A ce stade, toutes les issues font peur. Le RN peut l’emporter, alors que la Hongrie de Viktor Orban vient de prendre la présidence tournante du Conseil européen pour un semestre, que l’Ukraine est épuisée par la guerre d’endurance menée depuis deux ans et demi par la Russie, que Donald Trump peut reprendre la Maison blanche face à un adversaire en difficulté pour articuler des phrases compréhensibles. Alternativement, il peut encore ne pas y avoir de majorité absolue pour le RN, ce qui les conduirait à passer leur tour, en laissant aux autres le soin de s’embourber dans une coalition au programme impossible ou de se fier à un gouvernement de technocrates improbable, deux directions qui ne feraient que nourrir encore le RN.

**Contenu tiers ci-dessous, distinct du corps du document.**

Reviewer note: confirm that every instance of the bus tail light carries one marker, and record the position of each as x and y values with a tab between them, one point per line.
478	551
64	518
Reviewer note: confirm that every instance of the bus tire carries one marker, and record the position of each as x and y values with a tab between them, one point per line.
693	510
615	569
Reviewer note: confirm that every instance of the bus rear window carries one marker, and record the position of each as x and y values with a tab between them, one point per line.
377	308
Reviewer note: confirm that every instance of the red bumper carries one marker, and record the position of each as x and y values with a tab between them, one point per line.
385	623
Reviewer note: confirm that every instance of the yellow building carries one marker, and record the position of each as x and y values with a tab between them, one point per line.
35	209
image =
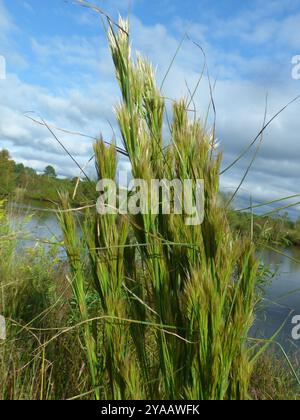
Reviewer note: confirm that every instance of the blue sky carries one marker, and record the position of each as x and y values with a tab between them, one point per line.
59	67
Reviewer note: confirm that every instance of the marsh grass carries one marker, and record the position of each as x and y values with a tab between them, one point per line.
176	301
147	307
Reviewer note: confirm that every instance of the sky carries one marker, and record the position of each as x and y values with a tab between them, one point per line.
58	68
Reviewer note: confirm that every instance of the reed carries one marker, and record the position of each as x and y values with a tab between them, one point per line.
175	301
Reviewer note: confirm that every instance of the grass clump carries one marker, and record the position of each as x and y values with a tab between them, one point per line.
176	301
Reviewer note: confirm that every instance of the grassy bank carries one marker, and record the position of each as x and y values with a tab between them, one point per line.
146	306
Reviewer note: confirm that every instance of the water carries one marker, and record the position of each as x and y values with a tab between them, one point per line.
282	295
281	299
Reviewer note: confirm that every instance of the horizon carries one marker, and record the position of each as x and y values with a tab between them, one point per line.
58	67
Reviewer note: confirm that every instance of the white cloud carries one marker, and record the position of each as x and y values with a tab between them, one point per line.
82	92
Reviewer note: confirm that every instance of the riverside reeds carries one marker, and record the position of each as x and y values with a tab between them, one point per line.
175	301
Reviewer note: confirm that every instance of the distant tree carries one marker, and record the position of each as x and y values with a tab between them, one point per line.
50	172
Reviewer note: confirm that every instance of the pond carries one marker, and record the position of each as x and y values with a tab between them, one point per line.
281	299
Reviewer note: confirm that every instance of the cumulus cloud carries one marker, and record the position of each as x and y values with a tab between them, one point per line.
77	91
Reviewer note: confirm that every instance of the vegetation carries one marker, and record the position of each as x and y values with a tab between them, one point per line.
146	306
19	181
278	230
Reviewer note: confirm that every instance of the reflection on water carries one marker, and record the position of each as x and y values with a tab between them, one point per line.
282	296
36	221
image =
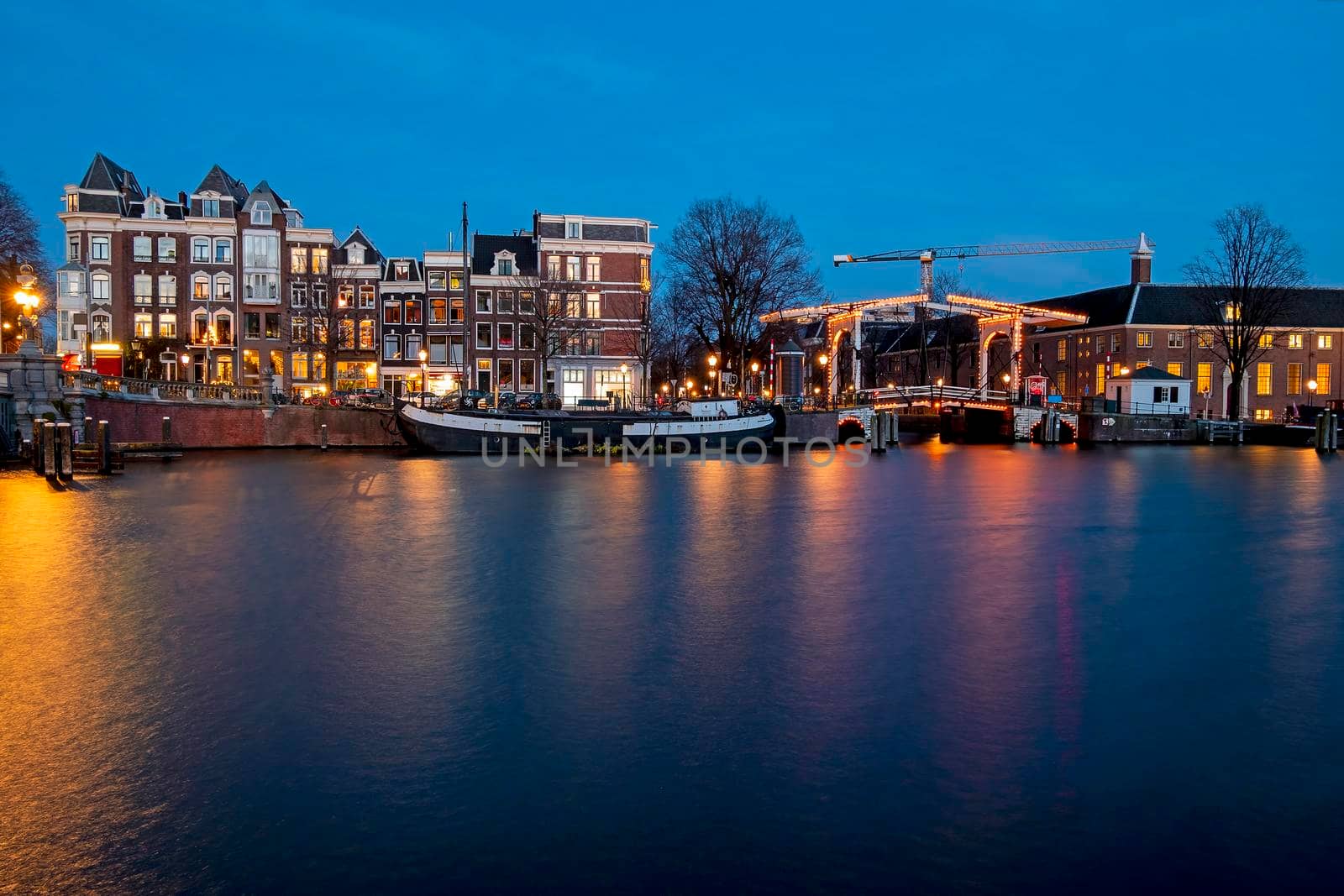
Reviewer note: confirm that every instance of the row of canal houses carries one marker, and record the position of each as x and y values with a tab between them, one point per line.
230	285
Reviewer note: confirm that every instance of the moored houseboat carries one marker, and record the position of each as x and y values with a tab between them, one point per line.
692	426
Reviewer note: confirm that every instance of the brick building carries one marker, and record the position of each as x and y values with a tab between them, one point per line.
503	328
600	269
445	320
401	293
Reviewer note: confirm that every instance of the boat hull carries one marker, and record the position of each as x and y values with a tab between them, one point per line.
484	432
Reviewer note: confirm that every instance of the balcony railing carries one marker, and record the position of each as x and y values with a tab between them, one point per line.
178	390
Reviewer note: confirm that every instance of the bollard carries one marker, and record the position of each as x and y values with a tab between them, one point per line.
104	446
38	426
65	452
49	449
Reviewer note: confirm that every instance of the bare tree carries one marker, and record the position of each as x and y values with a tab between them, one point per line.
19	244
732	262
1247	281
551	307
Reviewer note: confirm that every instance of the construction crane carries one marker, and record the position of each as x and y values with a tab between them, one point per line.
927	257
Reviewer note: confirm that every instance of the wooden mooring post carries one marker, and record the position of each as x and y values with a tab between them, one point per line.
1327	432
105	448
65	452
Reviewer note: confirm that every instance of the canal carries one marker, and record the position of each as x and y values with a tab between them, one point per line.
992	669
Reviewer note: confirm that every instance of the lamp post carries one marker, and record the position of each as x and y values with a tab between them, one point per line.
423	358
823	360
27	301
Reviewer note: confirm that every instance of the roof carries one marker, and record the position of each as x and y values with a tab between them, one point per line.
486	244
219	181
1108	307
264	191
1149	374
104	174
373	255
1182	305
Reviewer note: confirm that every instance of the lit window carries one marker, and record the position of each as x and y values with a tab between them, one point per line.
1263	379
144	289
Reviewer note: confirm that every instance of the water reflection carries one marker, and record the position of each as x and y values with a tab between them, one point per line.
971	665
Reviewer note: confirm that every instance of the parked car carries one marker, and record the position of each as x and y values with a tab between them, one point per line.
475	399
530	402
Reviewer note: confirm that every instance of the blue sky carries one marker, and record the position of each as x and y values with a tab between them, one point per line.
894	127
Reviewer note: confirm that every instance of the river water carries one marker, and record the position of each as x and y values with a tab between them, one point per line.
991	669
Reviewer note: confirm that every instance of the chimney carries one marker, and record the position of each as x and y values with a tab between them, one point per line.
1142	262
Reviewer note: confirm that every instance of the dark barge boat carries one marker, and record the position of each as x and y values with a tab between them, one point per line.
691	427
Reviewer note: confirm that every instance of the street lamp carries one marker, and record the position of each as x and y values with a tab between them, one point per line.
29	302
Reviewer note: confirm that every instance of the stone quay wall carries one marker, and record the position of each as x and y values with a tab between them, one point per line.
219	426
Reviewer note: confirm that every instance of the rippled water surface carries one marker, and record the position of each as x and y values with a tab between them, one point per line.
954	668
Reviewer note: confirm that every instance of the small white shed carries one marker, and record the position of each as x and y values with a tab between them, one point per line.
1149	390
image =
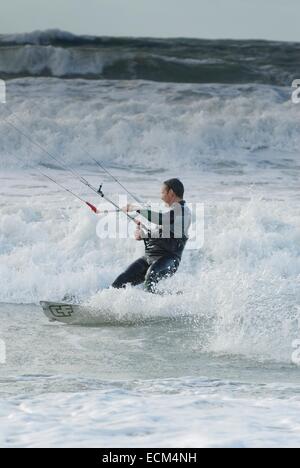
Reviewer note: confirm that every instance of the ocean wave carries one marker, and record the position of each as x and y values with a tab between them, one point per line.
64	55
218	128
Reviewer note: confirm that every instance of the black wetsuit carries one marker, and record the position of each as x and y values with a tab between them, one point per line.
162	254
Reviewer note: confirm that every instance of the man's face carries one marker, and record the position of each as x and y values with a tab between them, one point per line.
166	194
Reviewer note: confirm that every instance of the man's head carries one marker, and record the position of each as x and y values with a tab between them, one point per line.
172	191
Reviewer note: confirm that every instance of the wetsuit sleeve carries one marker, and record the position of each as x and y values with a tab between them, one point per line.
158	218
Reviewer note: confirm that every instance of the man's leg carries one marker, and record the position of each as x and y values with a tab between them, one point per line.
134	275
161	269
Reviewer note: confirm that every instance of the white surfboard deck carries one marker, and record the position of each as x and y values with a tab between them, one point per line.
75	314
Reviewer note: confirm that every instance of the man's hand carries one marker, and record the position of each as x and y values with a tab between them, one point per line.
128	208
138	235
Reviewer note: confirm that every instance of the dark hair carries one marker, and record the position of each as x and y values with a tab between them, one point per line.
176	185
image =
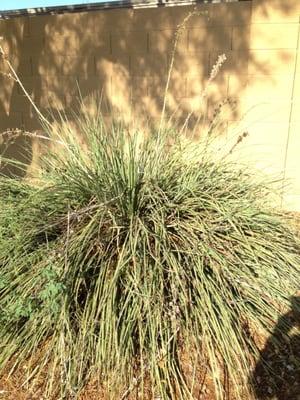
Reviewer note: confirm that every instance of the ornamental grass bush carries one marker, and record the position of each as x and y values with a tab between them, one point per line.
128	255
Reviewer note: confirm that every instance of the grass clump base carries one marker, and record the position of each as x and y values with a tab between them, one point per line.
127	255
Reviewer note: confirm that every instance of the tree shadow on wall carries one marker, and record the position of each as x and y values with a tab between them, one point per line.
125	55
277	373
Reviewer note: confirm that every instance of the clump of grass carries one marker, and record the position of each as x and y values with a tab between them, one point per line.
127	253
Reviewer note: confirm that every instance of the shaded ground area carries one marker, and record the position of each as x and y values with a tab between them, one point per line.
276	375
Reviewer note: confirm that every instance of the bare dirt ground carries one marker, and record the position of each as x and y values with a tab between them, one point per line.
279	350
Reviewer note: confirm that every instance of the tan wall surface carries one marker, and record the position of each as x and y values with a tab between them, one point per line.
125	54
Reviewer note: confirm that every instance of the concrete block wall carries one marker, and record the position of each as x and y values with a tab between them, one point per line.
124	55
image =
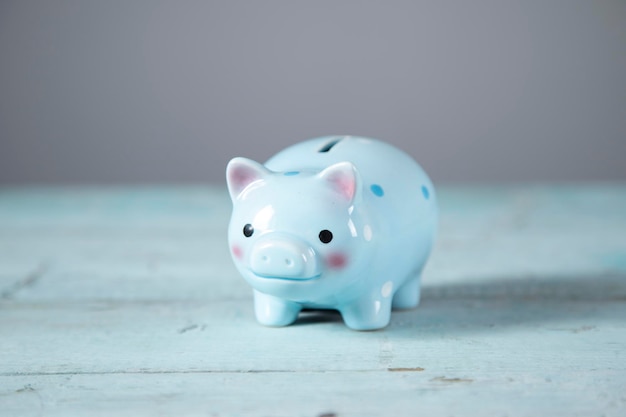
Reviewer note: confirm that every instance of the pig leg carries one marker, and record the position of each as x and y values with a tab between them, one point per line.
408	295
367	313
274	311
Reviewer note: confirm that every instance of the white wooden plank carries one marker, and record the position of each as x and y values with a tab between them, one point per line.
124	301
312	394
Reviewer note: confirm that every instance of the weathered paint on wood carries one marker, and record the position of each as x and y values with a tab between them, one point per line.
124	301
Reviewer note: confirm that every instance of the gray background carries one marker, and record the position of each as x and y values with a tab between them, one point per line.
168	91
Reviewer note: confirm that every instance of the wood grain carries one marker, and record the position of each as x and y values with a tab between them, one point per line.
124	301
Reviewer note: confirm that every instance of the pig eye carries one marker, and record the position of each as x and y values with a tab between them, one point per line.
326	236
248	230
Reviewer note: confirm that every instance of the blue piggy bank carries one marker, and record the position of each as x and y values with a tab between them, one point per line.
337	222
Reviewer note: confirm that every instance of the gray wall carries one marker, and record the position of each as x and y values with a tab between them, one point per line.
153	91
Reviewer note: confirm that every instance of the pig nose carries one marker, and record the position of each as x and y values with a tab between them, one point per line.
283	258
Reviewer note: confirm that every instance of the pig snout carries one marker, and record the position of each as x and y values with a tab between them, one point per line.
284	257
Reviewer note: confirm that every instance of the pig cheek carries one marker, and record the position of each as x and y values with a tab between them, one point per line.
336	261
237	252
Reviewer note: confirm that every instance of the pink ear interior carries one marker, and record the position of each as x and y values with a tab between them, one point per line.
342	178
242	172
241	176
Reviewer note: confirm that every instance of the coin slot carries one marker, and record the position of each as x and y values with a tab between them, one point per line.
329	145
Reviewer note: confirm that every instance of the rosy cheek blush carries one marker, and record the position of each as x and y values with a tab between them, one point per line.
336	260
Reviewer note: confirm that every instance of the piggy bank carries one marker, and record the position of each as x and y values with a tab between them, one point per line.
338	222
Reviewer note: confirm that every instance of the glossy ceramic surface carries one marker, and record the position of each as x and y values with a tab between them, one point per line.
337	222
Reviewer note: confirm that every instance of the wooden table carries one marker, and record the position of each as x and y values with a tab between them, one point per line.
124	301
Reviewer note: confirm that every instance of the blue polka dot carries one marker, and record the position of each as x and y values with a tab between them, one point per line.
377	190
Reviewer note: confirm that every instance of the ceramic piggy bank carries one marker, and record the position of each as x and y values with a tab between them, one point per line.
337	222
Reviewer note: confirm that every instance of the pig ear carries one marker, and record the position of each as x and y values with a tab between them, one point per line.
342	178
242	172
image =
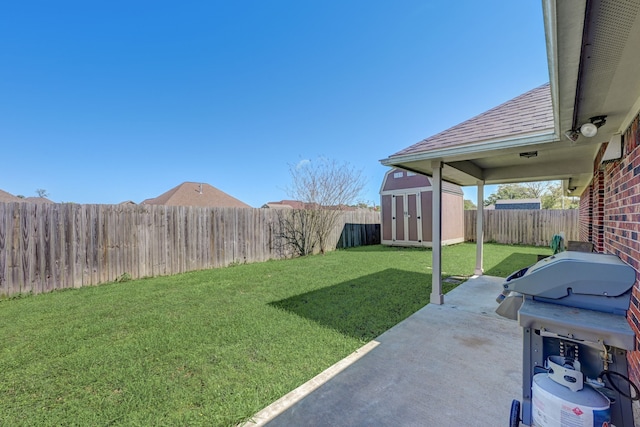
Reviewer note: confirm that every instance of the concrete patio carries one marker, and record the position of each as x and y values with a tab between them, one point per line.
456	364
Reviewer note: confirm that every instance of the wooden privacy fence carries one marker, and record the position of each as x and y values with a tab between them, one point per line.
54	246
524	227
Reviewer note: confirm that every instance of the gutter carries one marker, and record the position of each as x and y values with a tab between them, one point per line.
472	149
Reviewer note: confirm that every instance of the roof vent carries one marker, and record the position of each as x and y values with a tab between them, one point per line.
614	149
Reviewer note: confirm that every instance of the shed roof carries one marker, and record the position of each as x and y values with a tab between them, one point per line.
196	194
8	197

On ne peut pas croire que le président de la République n’a pas anticipé ces options. Pour ne pas que Marine Le Pen lui succède en 2027, il préfère laisser la main dès 2024 en pensant qu’elle et ses troupes vont se discréditer en quelques mois d’exercice des responsabilités. Qu’il cherche ou non par ses pouvoirs réservés à réduire la nuisance du programme de l’extrême-droite – car bien que flou, il a toujours existé – il fournit déjà au RN son argument clé pour 2027 : il leur faudra alors les pleins pouvoirs pour vraiment gouverner sans entrave. Je ne parierais pas sur l’impréparation et l’incompétence de l’extrême-droite. Le RN a désormais des cadres et des soutiens, de moins en moins secrets, dans les médias, le monde économique, la haute administration et les territoires. Cette dissolution était un pari fou, son échec était prévisible. L’accélération de l’histoire est exponentielle et il devient chaque jour plus ardu d’en dévier la trajectoire.